2. “A Turma” e a Milícia Privada

Um dos pontos mais sensíveis da decisão é a descrição de uma estrutura violenta coordenada por Luiz Phillipi Machado de Moraes Mourão, o “Sicário”. Mensagens interceptadas revelaram ordens diretas de Vorcaro para “dar sacode” em funcionários e até planos para agredir fisicamente um jornalista, mencionando a intenção de “quebrar todos os dentes” do profissional.

3. Corrupção no Banco Central

Além disso, a investigação revelou que dois Chefes do Departamento de Supervisão Bancária do BACEN, Paulo Sérgio Neves de Souza e Belline Santana, atuavam como “consultores privados” de Vorcaro.

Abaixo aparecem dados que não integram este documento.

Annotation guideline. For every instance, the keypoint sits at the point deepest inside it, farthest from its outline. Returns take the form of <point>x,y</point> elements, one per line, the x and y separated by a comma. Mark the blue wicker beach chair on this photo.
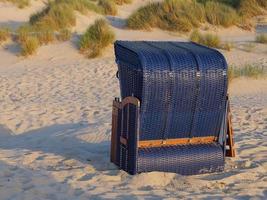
<point>174,114</point>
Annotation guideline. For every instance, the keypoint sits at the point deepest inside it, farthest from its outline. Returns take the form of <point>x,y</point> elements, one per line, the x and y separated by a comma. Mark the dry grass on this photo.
<point>4,34</point>
<point>23,33</point>
<point>18,3</point>
<point>262,38</point>
<point>108,6</point>
<point>55,16</point>
<point>64,35</point>
<point>29,46</point>
<point>182,16</point>
<point>173,15</point>
<point>121,2</point>
<point>45,37</point>
<point>250,8</point>
<point>220,14</point>
<point>209,40</point>
<point>96,38</point>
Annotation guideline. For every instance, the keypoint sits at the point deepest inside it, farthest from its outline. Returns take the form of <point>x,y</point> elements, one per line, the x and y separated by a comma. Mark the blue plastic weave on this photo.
<point>181,86</point>
<point>182,159</point>
<point>182,89</point>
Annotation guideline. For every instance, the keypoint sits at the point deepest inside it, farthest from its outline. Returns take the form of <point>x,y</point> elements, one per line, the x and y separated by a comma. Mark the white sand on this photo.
<point>55,121</point>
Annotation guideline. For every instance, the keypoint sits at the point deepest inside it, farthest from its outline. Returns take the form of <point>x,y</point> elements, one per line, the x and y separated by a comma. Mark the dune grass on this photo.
<point>262,38</point>
<point>29,46</point>
<point>64,35</point>
<point>121,2</point>
<point>18,3</point>
<point>54,17</point>
<point>45,37</point>
<point>108,7</point>
<point>220,14</point>
<point>209,40</point>
<point>184,15</point>
<point>96,38</point>
<point>173,15</point>
<point>246,71</point>
<point>4,34</point>
<point>53,21</point>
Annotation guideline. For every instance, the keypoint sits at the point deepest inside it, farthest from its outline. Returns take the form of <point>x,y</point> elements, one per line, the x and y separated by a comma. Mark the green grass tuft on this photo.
<point>29,46</point>
<point>108,7</point>
<point>64,35</point>
<point>4,34</point>
<point>250,8</point>
<point>262,38</point>
<point>173,15</point>
<point>18,3</point>
<point>55,16</point>
<point>208,39</point>
<point>97,36</point>
<point>220,14</point>
<point>121,2</point>
<point>45,37</point>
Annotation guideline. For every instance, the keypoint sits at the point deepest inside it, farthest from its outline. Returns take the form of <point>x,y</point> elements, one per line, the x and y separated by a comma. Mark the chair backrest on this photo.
<point>182,87</point>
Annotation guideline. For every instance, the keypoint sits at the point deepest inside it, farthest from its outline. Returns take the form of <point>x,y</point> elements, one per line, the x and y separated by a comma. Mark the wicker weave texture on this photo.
<point>182,159</point>
<point>181,86</point>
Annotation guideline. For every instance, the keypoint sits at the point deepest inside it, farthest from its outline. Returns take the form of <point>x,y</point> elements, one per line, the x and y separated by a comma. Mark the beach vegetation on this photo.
<point>4,34</point>
<point>18,3</point>
<point>96,38</point>
<point>29,46</point>
<point>108,7</point>
<point>262,38</point>
<point>64,35</point>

Portanto, eles revisavam minutas de ofícios que o próprio banco enviaria ao BACEN e davam dicas de como o banqueiro deveria se comportar em reuniões com o presidente da autarquia.

“O servidor do BACEN torna-se uma espécie de empregado/consultor de Vorcaro para assuntos de interesse exclusivamente privado”, anotou o ministro na decisão.

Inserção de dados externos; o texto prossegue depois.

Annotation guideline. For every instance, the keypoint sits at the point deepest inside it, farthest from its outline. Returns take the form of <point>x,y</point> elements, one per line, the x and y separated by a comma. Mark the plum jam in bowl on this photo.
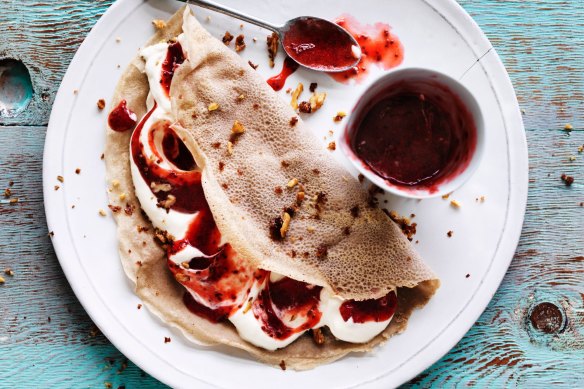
<point>415,133</point>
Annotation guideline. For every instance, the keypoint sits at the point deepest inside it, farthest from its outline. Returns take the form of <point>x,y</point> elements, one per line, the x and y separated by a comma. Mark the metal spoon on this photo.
<point>283,30</point>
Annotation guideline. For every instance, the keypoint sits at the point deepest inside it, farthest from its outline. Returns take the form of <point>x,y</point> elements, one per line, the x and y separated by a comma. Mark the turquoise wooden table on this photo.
<point>532,333</point>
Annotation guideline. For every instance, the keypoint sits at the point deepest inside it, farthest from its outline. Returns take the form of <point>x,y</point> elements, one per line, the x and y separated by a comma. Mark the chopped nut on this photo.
<point>321,251</point>
<point>159,24</point>
<point>340,116</point>
<point>299,197</point>
<point>296,94</point>
<point>318,336</point>
<point>168,203</point>
<point>305,107</point>
<point>158,187</point>
<point>275,226</point>
<point>317,100</point>
<point>129,210</point>
<point>247,307</point>
<point>237,128</point>
<point>227,38</point>
<point>408,229</point>
<point>292,183</point>
<point>273,45</point>
<point>240,43</point>
<point>285,224</point>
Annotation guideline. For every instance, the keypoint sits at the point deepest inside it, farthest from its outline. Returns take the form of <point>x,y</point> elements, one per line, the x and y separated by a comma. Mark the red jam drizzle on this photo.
<point>218,277</point>
<point>174,57</point>
<point>319,44</point>
<point>378,46</point>
<point>121,118</point>
<point>287,299</point>
<point>376,310</point>
<point>417,133</point>
<point>277,82</point>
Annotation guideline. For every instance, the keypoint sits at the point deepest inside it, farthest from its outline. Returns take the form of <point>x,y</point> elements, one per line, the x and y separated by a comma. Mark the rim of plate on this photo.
<point>142,356</point>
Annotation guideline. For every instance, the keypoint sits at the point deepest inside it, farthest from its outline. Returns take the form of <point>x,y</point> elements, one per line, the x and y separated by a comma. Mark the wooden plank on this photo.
<point>541,44</point>
<point>46,338</point>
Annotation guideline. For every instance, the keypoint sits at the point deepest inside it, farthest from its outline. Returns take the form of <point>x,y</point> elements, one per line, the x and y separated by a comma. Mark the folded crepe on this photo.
<point>337,238</point>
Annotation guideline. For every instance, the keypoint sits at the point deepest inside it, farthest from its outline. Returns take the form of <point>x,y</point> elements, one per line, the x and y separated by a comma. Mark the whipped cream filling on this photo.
<point>248,325</point>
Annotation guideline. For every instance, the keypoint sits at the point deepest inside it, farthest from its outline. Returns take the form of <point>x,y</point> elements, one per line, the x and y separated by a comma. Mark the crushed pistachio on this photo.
<point>158,187</point>
<point>295,95</point>
<point>292,183</point>
<point>237,128</point>
<point>340,116</point>
<point>317,100</point>
<point>299,197</point>
<point>285,224</point>
<point>159,24</point>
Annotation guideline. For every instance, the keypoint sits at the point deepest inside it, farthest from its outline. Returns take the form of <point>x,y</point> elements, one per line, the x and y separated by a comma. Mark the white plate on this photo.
<point>437,34</point>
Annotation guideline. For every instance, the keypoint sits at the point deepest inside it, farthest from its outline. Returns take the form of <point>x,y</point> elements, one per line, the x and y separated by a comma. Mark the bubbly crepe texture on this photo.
<point>369,262</point>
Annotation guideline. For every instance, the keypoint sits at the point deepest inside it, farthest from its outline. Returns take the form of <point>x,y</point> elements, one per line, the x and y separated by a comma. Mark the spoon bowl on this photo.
<point>315,43</point>
<point>319,44</point>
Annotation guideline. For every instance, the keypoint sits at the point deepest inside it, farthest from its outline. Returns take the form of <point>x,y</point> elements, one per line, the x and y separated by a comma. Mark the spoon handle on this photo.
<point>233,13</point>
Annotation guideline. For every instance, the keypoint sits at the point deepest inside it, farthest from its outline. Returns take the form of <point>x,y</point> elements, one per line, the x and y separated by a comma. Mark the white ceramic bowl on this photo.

Medidas Cautelares e Suspensão de Empresas

Portanto, para além das prisões, o STF impôs restrições severas a outros envolvidos e empresas ligadas ao grupo:

InvestigadoMedida Decretada
Daniel Bueno VorcaroPrisão Preventiva
Fabiano Campos ZettelPrisão Preventiva (Operador Financeiro)
Luiz Phillipi MourãoPrisão Preventiva (“Sicário” e Chefe da Turma)
Marilson RosenoPrisão Preventiva (Ex-PF e braço armado)
Servidores do BACENAfastamento da função, tornozeleira e proibição de contato
Pessoas JurídicasSuspensão total das atividades de 5 empresas (ex: Varajo Consultoria e Moriah Asset)

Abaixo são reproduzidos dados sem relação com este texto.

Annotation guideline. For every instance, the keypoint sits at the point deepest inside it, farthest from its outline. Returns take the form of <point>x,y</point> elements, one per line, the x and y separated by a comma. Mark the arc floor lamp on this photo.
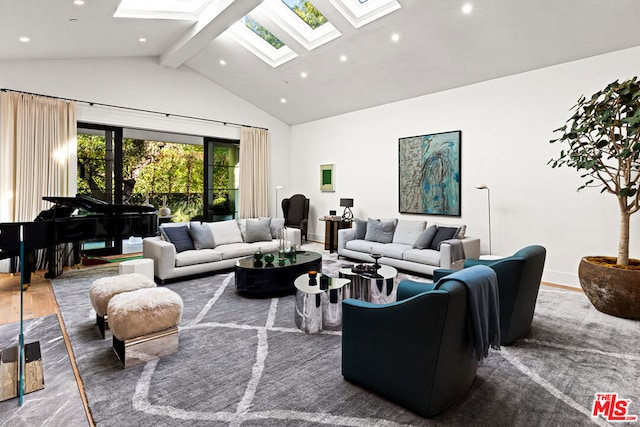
<point>484,187</point>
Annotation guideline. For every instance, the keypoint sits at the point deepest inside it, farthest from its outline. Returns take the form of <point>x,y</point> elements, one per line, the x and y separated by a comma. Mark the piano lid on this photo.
<point>92,205</point>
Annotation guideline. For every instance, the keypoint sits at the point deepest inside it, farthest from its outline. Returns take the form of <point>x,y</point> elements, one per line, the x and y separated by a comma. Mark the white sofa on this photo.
<point>228,241</point>
<point>407,245</point>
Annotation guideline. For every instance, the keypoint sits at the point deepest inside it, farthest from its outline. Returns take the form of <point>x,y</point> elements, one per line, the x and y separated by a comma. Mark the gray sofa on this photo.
<point>190,249</point>
<point>408,245</point>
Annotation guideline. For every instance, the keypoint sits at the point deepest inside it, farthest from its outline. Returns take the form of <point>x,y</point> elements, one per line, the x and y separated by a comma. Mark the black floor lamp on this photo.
<point>484,187</point>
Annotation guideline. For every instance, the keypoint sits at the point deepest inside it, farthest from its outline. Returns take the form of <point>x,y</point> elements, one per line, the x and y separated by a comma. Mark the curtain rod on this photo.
<point>137,109</point>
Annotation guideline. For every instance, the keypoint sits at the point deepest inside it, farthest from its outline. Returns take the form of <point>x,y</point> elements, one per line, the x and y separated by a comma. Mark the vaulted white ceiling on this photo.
<point>438,46</point>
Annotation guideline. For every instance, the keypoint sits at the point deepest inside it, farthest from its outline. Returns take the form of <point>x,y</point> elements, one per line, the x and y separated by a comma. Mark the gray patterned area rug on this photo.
<point>243,362</point>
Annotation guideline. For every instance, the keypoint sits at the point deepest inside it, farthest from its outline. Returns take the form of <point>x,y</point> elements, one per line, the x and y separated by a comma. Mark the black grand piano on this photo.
<point>75,220</point>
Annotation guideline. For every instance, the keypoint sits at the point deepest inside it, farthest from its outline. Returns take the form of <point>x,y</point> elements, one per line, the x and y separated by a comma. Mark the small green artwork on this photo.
<point>326,177</point>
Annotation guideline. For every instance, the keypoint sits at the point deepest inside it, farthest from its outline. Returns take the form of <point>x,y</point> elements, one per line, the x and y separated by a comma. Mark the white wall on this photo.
<point>144,84</point>
<point>506,127</point>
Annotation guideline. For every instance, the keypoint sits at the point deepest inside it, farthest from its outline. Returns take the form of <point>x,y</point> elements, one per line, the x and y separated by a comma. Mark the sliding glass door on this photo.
<point>100,175</point>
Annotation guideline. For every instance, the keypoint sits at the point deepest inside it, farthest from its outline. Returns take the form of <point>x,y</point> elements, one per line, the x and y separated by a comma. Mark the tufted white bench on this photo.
<point>103,289</point>
<point>144,324</point>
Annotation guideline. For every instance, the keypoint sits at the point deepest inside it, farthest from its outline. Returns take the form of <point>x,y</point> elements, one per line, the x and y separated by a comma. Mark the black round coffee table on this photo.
<point>258,277</point>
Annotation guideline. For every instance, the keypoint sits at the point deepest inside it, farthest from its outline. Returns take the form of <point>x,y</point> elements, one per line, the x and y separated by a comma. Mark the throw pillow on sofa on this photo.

O Embate com a PGR: “Tempus Fugit”

Um detalhe processual relevante foi a urgência adotada por André Mendonça. Além disso, a Procuradoria-Geral da República (PGR) solicitou mais tempo para análise, alegando impossibilidade de responder em prazo exíguo. Mendonça indeferiu a dilação, afirmando que a demora seria “extremamente perigosa para a sociedade” diante da possibilidade de agressões físicas e destruição de provas.

Além disso, o ministro ressaltou que houve acesso indevido até mesmo a sistemas da Interpol e FBI por parte do grupo investigado, o que justifica a intervenção imediata do Judiciário.


Próximos Passos

Portanto, a decisão de André Mendonça será submetida ao plenário virtual da Segunda Turma do STF para referendo dos demais ministros. Enquanto isso, os presos devem passar por audiência de custódia em até 24 horas após a efetivação das ordens.

Além disso, esta operação marca um dos maiores enfrentamentos recentes contra crimes financeiros e corrupção sistêmica envolvendo órgãos reguladores no Brasil.